These are tough times for education. The Right to Education Act, 2009 had established free and compulsory education between the ages of six and 14 as a right. It intended to ensure that all children had elementary education. Surveys, however, indicate that standards are still low: alarmingly large percentages of Class VIII students cannot read beyond a Class II text or do division sums. 

Compliance with the RTE Act is poor. One of its requirements is that each school have one trained teacher per 30 students at the primary level; that 10 lakh posts remain unfilled in government schools suggests how far the situation is from the ideal. Nine per cent of 13 lakh schools were RTE-compliant in 2013-14; that has struggled up to 13 per cent in 2017-18. There was no thrust from the former National Democratic Alliance government to ensure compliance, and the last date for implementing all the provisions in the Act was extended from 2015 to March 2019. Funds for both the Sarva Shiksha Abhiyan and the midday meal scheme have remained static, ignoring inflation: perhaps the new government will look into these issues.

More radical has been the shift of the funding source from the budget allocation to the education cess. The latter was meant as a supplement to the main allocation; now, the cess funds must be used fully before the budgetary allocation can be touched. The higher education segment is experiencing similar shifts, indicating that the former NDA government preferred to withdraw support from public education, nudging institutions towards forms of self-sufficiency which would make fees too high for poor students.

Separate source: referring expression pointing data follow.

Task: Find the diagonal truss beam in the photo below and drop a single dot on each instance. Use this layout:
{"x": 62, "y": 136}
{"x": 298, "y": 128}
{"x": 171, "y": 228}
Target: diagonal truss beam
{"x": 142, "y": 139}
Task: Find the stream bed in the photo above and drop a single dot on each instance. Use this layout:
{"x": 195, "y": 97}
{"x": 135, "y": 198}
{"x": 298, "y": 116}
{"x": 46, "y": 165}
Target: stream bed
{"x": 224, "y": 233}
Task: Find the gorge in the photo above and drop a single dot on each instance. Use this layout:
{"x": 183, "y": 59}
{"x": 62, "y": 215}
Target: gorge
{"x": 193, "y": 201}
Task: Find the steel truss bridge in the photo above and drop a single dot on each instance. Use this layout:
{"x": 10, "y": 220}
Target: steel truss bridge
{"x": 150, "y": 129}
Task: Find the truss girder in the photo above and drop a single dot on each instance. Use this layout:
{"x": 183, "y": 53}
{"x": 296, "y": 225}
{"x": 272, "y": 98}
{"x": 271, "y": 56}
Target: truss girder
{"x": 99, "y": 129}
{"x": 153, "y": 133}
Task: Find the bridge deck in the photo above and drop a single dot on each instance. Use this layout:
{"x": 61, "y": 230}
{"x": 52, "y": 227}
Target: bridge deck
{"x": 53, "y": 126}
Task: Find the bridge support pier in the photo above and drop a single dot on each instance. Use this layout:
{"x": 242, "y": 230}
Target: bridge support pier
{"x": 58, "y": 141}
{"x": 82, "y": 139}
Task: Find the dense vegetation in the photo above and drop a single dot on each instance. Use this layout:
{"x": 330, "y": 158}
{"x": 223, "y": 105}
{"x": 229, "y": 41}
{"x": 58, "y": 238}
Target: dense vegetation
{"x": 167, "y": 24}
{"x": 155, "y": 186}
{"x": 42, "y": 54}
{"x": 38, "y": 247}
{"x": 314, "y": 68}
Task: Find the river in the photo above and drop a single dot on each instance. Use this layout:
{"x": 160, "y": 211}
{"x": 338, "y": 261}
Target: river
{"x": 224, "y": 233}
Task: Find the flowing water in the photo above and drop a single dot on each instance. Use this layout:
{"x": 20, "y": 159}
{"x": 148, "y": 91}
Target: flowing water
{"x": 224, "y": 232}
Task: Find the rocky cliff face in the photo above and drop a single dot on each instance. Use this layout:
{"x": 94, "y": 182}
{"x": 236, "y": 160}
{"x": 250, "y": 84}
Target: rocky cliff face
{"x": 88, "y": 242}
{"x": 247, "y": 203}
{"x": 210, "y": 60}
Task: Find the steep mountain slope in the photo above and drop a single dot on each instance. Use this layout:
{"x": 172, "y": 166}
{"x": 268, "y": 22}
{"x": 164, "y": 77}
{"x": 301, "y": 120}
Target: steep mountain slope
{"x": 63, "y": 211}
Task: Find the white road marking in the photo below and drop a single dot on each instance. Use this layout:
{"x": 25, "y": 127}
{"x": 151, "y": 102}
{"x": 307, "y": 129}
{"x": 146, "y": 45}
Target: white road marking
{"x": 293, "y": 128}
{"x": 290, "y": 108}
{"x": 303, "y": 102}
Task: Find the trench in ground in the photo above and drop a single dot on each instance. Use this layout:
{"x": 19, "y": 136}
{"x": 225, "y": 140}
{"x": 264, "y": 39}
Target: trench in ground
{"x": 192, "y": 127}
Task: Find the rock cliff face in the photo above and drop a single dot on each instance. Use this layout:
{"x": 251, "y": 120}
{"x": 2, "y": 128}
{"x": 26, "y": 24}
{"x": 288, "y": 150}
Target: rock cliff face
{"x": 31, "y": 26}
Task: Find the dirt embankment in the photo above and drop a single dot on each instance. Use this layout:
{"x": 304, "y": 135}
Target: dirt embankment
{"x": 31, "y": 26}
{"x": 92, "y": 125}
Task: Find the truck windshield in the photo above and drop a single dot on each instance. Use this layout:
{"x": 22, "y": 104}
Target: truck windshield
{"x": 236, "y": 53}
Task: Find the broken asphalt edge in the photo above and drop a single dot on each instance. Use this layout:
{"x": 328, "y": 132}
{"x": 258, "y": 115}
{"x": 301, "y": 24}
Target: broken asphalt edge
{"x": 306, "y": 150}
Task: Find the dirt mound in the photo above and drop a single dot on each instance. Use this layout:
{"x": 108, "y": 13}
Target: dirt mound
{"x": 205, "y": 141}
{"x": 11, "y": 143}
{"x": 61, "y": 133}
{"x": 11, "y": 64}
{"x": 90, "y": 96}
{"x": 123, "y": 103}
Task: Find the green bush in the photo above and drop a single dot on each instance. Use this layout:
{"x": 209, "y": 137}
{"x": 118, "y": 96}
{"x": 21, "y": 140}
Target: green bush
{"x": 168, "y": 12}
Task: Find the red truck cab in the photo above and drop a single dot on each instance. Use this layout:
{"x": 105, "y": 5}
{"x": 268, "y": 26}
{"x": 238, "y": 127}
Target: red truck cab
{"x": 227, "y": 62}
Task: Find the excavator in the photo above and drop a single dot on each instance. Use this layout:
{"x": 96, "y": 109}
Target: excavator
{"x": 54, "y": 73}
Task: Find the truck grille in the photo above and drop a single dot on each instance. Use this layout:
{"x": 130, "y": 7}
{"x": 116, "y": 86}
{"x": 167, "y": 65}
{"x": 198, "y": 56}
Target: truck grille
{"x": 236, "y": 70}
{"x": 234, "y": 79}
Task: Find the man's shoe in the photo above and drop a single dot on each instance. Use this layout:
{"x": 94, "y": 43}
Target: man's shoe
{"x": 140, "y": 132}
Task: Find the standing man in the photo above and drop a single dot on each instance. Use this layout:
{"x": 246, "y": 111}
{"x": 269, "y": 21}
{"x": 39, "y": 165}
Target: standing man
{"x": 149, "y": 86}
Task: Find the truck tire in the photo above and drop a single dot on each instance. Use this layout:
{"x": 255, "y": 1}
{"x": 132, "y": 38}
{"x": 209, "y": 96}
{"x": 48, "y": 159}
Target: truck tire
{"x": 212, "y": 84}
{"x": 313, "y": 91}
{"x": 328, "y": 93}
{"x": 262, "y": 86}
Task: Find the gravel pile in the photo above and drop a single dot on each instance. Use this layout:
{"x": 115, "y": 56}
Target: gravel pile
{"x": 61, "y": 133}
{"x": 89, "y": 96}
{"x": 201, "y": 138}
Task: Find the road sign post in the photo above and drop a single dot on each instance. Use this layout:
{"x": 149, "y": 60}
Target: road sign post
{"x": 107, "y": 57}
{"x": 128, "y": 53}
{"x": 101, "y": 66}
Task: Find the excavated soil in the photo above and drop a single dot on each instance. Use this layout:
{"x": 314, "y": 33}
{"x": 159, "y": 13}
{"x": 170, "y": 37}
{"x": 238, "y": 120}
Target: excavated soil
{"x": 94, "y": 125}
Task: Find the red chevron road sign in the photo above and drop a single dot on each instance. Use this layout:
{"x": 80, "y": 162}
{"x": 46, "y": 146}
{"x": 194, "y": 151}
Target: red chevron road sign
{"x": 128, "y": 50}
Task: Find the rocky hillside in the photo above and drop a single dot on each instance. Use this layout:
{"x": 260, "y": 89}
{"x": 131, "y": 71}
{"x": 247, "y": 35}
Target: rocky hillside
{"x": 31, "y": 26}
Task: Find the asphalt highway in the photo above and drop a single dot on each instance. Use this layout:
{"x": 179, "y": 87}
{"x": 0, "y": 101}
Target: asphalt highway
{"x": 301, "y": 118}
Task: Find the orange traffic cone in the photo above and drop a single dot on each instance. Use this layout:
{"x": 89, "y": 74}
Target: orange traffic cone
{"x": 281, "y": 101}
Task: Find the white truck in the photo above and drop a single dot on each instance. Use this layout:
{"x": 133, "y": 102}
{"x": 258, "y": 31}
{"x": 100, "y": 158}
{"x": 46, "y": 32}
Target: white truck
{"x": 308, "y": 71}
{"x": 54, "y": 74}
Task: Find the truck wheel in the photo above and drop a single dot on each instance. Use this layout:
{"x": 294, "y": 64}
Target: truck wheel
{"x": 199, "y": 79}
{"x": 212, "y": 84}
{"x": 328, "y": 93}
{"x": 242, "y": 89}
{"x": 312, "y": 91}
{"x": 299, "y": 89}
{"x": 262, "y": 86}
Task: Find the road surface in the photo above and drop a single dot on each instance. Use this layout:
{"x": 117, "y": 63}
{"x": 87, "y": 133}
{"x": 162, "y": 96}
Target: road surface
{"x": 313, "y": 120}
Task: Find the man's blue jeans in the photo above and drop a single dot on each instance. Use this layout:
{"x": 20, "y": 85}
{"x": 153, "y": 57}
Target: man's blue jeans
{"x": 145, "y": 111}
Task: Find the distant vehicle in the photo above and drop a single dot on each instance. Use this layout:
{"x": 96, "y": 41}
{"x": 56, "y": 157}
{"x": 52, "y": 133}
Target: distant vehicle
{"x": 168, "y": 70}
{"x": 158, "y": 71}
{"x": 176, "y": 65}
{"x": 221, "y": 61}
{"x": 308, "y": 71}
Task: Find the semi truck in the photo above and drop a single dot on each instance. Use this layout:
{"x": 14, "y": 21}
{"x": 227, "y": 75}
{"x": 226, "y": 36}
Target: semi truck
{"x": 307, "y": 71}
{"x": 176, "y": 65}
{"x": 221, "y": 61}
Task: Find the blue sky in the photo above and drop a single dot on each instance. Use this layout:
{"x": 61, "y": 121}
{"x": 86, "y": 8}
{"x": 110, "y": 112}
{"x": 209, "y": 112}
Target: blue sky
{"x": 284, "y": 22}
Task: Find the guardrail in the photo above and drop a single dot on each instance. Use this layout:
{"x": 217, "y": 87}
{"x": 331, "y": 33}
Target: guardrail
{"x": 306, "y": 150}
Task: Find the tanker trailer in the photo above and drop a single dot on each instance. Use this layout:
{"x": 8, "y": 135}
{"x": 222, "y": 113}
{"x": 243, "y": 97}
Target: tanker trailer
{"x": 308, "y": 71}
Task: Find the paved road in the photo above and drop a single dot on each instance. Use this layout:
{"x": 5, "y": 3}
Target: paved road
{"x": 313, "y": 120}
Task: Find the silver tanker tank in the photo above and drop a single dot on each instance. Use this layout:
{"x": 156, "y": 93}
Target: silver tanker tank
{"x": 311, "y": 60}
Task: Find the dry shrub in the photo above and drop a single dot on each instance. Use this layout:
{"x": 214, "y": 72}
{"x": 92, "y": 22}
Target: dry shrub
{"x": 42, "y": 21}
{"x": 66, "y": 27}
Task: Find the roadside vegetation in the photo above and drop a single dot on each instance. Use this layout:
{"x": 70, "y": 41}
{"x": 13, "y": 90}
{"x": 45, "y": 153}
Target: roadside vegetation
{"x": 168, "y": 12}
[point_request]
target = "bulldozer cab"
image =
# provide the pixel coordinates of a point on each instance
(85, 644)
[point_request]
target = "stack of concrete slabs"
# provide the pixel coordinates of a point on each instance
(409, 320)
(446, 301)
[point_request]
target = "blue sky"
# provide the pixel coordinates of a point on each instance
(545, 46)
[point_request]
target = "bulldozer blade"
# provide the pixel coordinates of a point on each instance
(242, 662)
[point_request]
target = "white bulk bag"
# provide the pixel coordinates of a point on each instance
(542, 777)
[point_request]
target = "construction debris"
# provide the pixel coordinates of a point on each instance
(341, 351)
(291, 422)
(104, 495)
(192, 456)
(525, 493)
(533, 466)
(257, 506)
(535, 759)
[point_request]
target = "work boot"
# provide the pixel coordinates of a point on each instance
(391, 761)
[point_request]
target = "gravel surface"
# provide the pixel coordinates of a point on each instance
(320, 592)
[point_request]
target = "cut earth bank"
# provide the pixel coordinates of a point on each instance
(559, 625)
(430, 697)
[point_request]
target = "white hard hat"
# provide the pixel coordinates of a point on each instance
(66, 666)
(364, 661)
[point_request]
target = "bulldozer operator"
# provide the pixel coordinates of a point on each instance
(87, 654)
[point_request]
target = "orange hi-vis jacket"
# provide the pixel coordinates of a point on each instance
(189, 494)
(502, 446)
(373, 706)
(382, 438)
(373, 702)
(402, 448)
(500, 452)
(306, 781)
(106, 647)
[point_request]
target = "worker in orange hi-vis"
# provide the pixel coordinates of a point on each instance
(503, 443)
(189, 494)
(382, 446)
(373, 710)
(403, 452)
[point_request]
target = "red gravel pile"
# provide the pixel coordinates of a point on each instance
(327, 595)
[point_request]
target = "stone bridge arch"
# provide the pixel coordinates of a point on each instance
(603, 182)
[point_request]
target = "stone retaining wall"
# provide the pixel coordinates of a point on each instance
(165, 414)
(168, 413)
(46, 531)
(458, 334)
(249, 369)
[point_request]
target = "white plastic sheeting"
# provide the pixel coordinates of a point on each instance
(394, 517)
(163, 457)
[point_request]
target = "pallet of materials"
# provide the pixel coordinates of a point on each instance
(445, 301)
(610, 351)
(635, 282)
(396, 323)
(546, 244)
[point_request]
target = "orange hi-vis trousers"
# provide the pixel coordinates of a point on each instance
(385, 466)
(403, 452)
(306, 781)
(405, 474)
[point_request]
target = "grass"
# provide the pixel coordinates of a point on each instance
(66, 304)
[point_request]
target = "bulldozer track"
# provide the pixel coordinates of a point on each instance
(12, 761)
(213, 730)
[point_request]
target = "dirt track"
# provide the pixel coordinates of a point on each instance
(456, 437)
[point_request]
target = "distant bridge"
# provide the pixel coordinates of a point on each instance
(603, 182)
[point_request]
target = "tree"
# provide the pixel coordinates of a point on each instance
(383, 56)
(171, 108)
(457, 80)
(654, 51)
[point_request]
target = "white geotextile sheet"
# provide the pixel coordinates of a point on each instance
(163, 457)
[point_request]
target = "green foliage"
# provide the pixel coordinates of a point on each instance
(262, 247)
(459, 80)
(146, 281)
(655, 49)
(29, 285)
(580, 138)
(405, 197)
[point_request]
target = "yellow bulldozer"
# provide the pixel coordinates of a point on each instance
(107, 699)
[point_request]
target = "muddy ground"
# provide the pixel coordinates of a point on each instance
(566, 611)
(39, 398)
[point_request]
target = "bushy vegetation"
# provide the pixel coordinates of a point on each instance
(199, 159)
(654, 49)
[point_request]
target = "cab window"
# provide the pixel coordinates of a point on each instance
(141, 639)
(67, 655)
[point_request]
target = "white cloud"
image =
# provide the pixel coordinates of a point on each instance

It, however, focused attention on chosen elite institutions. There is now the possibility of a fresh approach.

But education being a concurrent subject, the states have some leeway still. There, any achievement seems to shine all the brighter. The scores of three Hindu girls who sat for the Madhyamik level examination from a madrasa in Ketugram, Burdwan were among the highest in the district — over 90 per cent. Ketugram being a minority community-dominated area, almost 60 per cent of the students of the high madrasa are Hindu. The other high school is six kilometres away. Since Muslims study in non-madrasa schools, said one father, he does not see why the reverse should matter. One of the girls has welcomed the broadening of horizons that comes from studying in a madrasa. The West Bengal government spends Rs 250 crore on madrasa education annually — not Rs 4,000 crore to play vote-bank politics as Amit Shah, the president of the Bharatiya Janata Party, claimed in an election rally — and the syllabus is the same as that of the Madhyamik board. The only extra subject is an introduction to the basics of Islamic history, which helps, rather than hinders, community understanding. Such easy harmony makes it possible for girls from a backward region to study. Perhaps the new Central government will encourage states in this direction too.